Sa voix cherchait à être très douce et ne parvenait qu’à être basse. Une partie des mots se perdait dans le trajet du larynx aux lèvres comme sur un clavier où il manque des notes.
Marius s’était reculé doucement.
– Mademoiselle, dit-il avec sa gravité froide, j’ai là un paquet qui est, je crois, à vous. Permettez-moi de vous le remettre.
Et il lui tendit l’enveloppe qui renfermait les quatre lettres.
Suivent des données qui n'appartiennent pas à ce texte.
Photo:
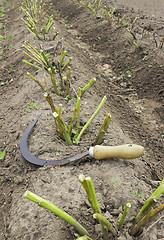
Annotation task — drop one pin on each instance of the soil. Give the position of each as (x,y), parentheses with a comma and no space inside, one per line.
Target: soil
(134,85)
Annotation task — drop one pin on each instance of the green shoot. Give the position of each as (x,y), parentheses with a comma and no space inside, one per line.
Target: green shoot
(31,106)
(148,216)
(151,202)
(88,85)
(84,238)
(109,14)
(103,220)
(64,128)
(133,23)
(103,129)
(91,118)
(2,154)
(41,202)
(125,212)
(88,186)
(35,19)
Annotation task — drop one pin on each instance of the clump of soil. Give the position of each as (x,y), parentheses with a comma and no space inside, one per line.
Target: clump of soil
(135,103)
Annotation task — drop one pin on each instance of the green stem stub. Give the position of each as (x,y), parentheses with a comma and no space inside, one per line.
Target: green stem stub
(151,202)
(56,210)
(125,212)
(91,118)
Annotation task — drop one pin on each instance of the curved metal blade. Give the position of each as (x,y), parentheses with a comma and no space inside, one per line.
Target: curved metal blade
(38,161)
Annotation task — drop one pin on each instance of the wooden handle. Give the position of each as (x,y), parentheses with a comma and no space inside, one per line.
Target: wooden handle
(126,151)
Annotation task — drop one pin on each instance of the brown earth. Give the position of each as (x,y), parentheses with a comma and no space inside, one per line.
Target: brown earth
(134,100)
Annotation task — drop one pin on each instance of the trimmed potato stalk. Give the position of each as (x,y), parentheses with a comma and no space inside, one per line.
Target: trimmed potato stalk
(125,212)
(151,202)
(88,85)
(103,129)
(63,127)
(68,81)
(39,83)
(151,214)
(50,101)
(41,202)
(103,219)
(32,65)
(59,127)
(88,186)
(84,238)
(74,115)
(53,82)
(92,117)
(66,64)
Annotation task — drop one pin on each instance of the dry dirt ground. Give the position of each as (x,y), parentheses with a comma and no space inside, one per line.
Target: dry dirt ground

Elle frappa dans ses deux mains, et s’écria:
– Nous avons cherché partout!
Puis elle saisit vivement le paquet, et défit l’enveloppe, tout en disant:
– Dieu de Dieu! avons-nous cherché, ma sœur et moi! Et c’est vous qui l’aviez trouvé! Sur le boulevard, n’est-ce pas? ce doit être sur le boulevard? Voyez-vous, ça a tombé quand nous avons couru. C’est ma mioche de sœur qui a fait la bêtise. En rentrant nous ne l’avons plus trouvé. Comme nous ne voulions pas être battues, que cela est inutile, que cela est entièrement inutile, que cela est absolument inutile, nous avons dit chez nous que nous avions porté les lettres chez les personnes et qu’on nous avait dit nix! Les voilà, ces pauvres lettres! Et à quoi avez-vous vu qu’elles étaient à moi? Ah! oui, à l’écriture! C’est donc vous que nous avons cogné en passant hier au soir. On n’y voyait pas, quoi! J’ai dit à ma sœur: Est-ce que c’est un monsieur? Ma sœur m’a dit: Je crois que c’est un monsieur!
Cependant, elle avait déplié la supplique adressée «au monsieur bienfaisant de l’église Saint-Jacques-du-Haut-Pas».
– Tiens! dit-elle, c’est celle pour ce vieux qui va à la messe. Au fait, c’est l’heure. Je vas lui porter. Il nous donnera peut-être de quoi déjeuner.
Puis elle se remit à rire, et ajouta:
– Savez-vous ce que cela fera si nous déjeunons aujourd’hui? Cela fera que nous aurons eu notre déjeuner d’avant-hier, notre dîner d’avant-hier, notre déjeuner d’hier, notre dîner d’hier, tout ça en une fois, ce matin. Tiens! parbleu! si vous n’êtes pas contents, crevez, chiens!
Ceci fit souvenir Marius de ce que la malheureuse venait chercher chez lui.
Il fouilla dans son gilet, il n’y trouva rien.
La jeune fille continuait, et semblait parler comme si elle n’avait plus conscience que Marius fût là.